Other cities with large (1,000+) outflows of HNWIs in 2017 were Istanbul, Jakarta, Lagos, Moscow, Paris and Sao Paulo. The report says the top reason why HNWIs leave a country is safety, woman and child safety especially. Other reasons are lifestyle: climate, pollution, space, nature and scenery; financial concerns; schooling and education opportunities for their children; work and business opportunities; taxes, healthcare system; religious tensions; and standard of living. Austrailia, which tops the list of countries for large HNWI inflows, appears to offer the best of all.
“Australia was the top country worldwide for HNWI inflows in 2017, beating out its main rival the US for the third year running. Popular places for them to move to in Australia included: Sydney, Melbourne, Gold Coast, Sunshine Coast, Perth and Brisbane,” the report says.

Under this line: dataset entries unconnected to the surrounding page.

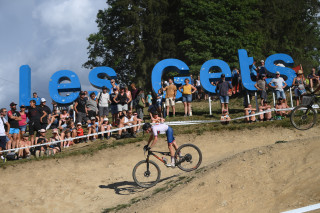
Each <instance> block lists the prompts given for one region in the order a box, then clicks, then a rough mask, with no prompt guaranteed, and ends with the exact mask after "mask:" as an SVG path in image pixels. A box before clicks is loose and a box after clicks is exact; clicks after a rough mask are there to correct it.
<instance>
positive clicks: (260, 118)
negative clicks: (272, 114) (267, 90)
mask: <svg viewBox="0 0 320 213" xmlns="http://www.w3.org/2000/svg"><path fill="white" fill-rule="evenodd" d="M268 103H269V102H268V101H266V100H264V101H263V105H262V106H259V112H263V111H266V110H270V109H271V106H270V105H269V104H268ZM271 117H272V115H271V111H270V112H266V113H263V114H260V115H259V119H260V121H264V120H265V121H270V120H271Z"/></svg>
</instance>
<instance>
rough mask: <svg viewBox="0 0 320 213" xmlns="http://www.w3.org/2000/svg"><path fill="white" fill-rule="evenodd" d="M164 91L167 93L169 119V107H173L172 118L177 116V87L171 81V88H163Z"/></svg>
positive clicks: (163, 90) (167, 107)
mask: <svg viewBox="0 0 320 213" xmlns="http://www.w3.org/2000/svg"><path fill="white" fill-rule="evenodd" d="M163 91H166V109H167V116H166V117H167V118H168V117H169V107H170V106H171V107H172V116H173V117H175V116H176V108H175V100H176V95H177V87H176V85H174V84H173V81H172V79H171V78H170V79H169V86H166V87H164V88H163Z"/></svg>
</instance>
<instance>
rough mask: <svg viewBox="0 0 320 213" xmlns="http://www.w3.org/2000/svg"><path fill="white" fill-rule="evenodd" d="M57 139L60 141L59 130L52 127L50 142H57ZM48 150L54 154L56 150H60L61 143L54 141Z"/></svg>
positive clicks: (60, 149)
mask: <svg viewBox="0 0 320 213" xmlns="http://www.w3.org/2000/svg"><path fill="white" fill-rule="evenodd" d="M57 141H61V137H60V135H59V131H58V129H53V130H52V137H51V138H50V142H57ZM50 150H51V152H52V153H53V155H55V154H56V153H58V152H61V151H62V143H61V142H59V143H55V144H52V145H50Z"/></svg>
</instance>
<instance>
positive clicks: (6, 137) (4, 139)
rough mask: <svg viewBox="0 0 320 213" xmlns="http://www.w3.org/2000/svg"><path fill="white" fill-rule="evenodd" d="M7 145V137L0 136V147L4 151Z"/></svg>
mask: <svg viewBox="0 0 320 213" xmlns="http://www.w3.org/2000/svg"><path fill="white" fill-rule="evenodd" d="M6 145H7V136H0V147H1V148H2V150H5V149H6Z"/></svg>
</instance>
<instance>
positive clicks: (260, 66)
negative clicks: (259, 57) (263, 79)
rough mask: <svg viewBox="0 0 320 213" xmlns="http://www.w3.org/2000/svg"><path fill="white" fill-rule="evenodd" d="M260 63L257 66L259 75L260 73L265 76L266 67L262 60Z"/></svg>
mask: <svg viewBox="0 0 320 213" xmlns="http://www.w3.org/2000/svg"><path fill="white" fill-rule="evenodd" d="M260 63H261V66H259V67H258V70H259V76H261V75H265V76H267V69H266V68H265V65H264V60H261V61H260Z"/></svg>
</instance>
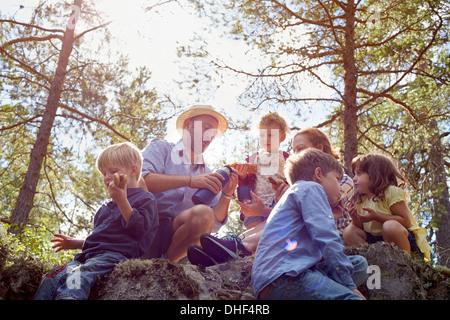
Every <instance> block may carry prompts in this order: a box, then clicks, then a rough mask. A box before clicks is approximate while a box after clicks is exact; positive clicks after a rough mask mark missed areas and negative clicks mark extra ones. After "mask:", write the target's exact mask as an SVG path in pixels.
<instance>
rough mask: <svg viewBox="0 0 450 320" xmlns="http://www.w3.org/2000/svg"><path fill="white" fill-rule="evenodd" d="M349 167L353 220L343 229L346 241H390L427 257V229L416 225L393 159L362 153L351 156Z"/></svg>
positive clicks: (364, 241)
mask: <svg viewBox="0 0 450 320" xmlns="http://www.w3.org/2000/svg"><path fill="white" fill-rule="evenodd" d="M352 171H353V174H354V177H353V182H354V195H353V203H352V204H351V207H350V209H349V213H350V216H351V217H352V224H350V225H349V226H348V227H347V228H346V229H345V230H344V234H343V237H344V241H345V243H346V244H347V245H357V244H359V243H365V242H367V243H375V242H377V241H386V242H393V243H394V244H395V245H397V246H398V247H399V248H400V249H402V250H405V251H406V252H408V253H409V252H411V251H413V252H416V253H417V254H418V255H419V256H421V257H423V256H424V257H425V258H426V259H427V260H429V258H430V250H431V248H430V246H429V245H428V243H427V241H426V234H427V233H426V230H425V229H423V228H420V227H419V226H418V224H417V222H416V220H415V218H414V216H413V215H412V213H411V211H410V210H409V208H408V205H407V195H406V192H405V191H404V190H403V187H404V186H405V185H406V183H405V179H404V178H403V177H402V175H401V174H400V172H399V171H398V169H397V166H396V164H395V163H394V161H393V160H391V159H390V158H388V157H386V156H384V155H382V154H376V153H370V154H365V155H362V156H359V157H356V158H355V159H353V161H352Z"/></svg>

“Australia’s location makes it a better base for doing business in emerging Asian countries such as China, Japan, South Korea, Hong Kong, Singapore and Vietnam. Australia was recently rated as the safest country for woman worldwide during our annual woman safety ratings. Australia is also a particularly safe country to raise children (although some describe it as a nanny state with too many rules). Australia has lower inheritance taxes than the US. Problems in the US healthcare industry. In the US, getting healthcare insurance can be difficult for incoming HNWIs. Notably, several international medical aids cover patients in all developed countries with the exception of the US (which is a big warning sign). In particular, the Affordable Care Act enacted in 2010 has not turned out well for wealthy and middle class patients in the US, with average premiums rising by over 120% since the act was passed in 2010,” the report says.

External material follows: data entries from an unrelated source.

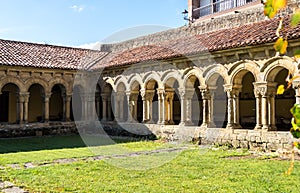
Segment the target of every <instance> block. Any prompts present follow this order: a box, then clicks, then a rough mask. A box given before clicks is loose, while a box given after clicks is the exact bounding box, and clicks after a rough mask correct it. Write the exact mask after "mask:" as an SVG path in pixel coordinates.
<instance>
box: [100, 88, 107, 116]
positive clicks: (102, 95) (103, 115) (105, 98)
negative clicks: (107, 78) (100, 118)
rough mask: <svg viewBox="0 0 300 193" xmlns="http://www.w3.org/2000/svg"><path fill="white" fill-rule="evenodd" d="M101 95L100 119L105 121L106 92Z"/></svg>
mask: <svg viewBox="0 0 300 193" xmlns="http://www.w3.org/2000/svg"><path fill="white" fill-rule="evenodd" d="M101 97H102V121H107V113H106V112H107V94H101Z"/></svg>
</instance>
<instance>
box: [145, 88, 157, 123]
mask: <svg viewBox="0 0 300 193" xmlns="http://www.w3.org/2000/svg"><path fill="white" fill-rule="evenodd" d="M154 95H155V90H147V92H146V99H147V108H148V114H147V120H148V123H154V121H153V111H152V109H153V97H154Z"/></svg>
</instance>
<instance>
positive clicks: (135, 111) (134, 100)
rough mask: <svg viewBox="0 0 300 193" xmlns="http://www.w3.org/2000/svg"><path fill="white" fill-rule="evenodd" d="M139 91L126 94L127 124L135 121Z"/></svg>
mask: <svg viewBox="0 0 300 193" xmlns="http://www.w3.org/2000/svg"><path fill="white" fill-rule="evenodd" d="M138 95H139V91H128V92H126V96H127V101H128V122H129V123H132V122H135V121H136V120H137V100H138Z"/></svg>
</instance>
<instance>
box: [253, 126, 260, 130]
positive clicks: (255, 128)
mask: <svg viewBox="0 0 300 193" xmlns="http://www.w3.org/2000/svg"><path fill="white" fill-rule="evenodd" d="M254 130H262V125H256V126H255V127H254Z"/></svg>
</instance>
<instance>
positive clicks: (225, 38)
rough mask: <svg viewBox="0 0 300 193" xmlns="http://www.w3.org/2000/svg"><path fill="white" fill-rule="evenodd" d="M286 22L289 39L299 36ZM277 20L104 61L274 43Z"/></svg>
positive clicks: (157, 56) (188, 38)
mask: <svg viewBox="0 0 300 193" xmlns="http://www.w3.org/2000/svg"><path fill="white" fill-rule="evenodd" d="M284 22H285V24H284V25H285V26H286V27H285V30H284V31H283V32H282V33H284V34H285V35H287V37H288V39H297V38H300V26H298V27H295V28H292V27H291V26H289V23H290V22H289V18H288V17H286V18H285V19H284ZM278 24H279V19H278V18H277V19H272V20H264V21H261V22H257V23H252V24H248V25H243V26H240V27H235V28H231V29H223V30H219V31H214V32H209V33H204V34H199V35H196V36H191V37H186V38H181V39H177V40H172V41H167V42H162V43H161V44H159V45H146V46H140V47H136V48H133V49H130V50H126V51H124V52H120V53H115V54H114V56H113V57H111V58H110V60H109V61H108V62H106V64H104V65H106V66H120V65H126V64H133V63H139V62H145V61H153V60H162V59H170V58H175V57H184V56H189V55H193V54H199V53H203V52H213V51H220V50H226V49H231V48H238V47H244V46H255V45H260V44H264V43H271V42H275V41H276V39H277V37H276V35H275V32H276V29H277V27H278ZM102 65H103V64H102ZM95 67H96V66H95Z"/></svg>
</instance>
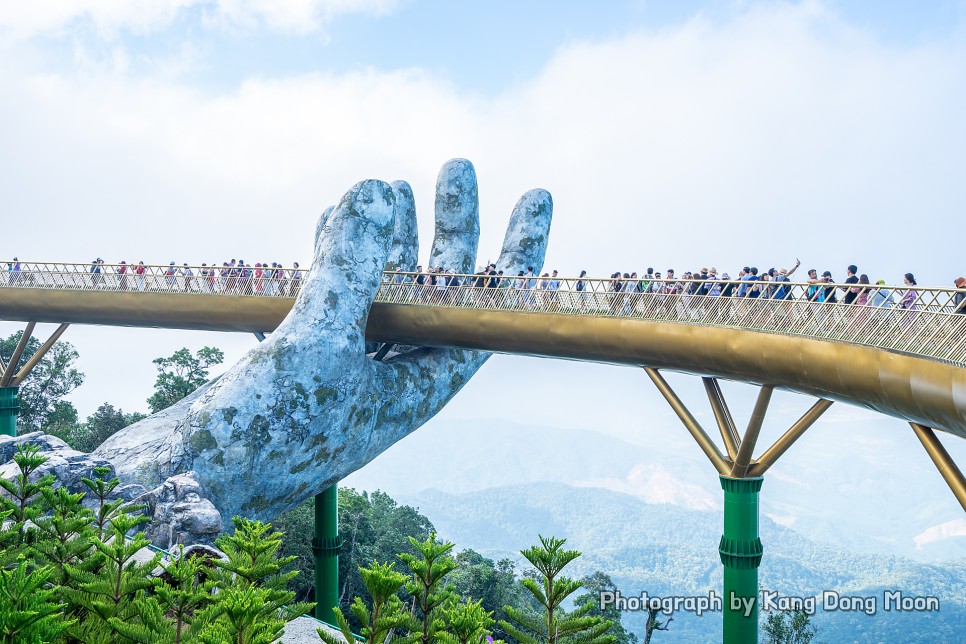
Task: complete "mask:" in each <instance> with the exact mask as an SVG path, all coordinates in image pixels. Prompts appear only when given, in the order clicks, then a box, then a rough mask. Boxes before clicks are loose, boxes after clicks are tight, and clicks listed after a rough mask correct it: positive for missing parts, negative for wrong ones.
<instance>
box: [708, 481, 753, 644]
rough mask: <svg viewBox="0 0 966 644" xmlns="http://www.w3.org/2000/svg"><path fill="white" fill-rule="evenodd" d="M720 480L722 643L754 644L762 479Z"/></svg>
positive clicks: (719, 550)
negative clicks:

Though Khan, the London mayor, now appears to be in an overdrive to control the rising crime, he is still upset with the chiding he received from Trump senior as well as junior. After the London Bridge terror attack last, Trump attacked Khan over Khan’s warning that there was “no need to be alarmed”. Trump tweeted: “At least seven dead and 48 wounded in terror attack and Mayor of London says there is ‘no reason to be alarmed’!” In another tweet, he said, “We must stop being politically correct and get down to the business of security for our people. If we don’t get smart it will only get worse.” Khan had said, “Londoners will see increased police presence today and over the course of the next few days. There’s no reason to be alarmed.”
Trump plans to visit London in July, and Khan wishes he could shoot the messenger. He has hinted he would like to protest against Trump though it would be inappropriate for a mayor to do that. Amid this war of words, Khan has probably missed the sound of money leaving London.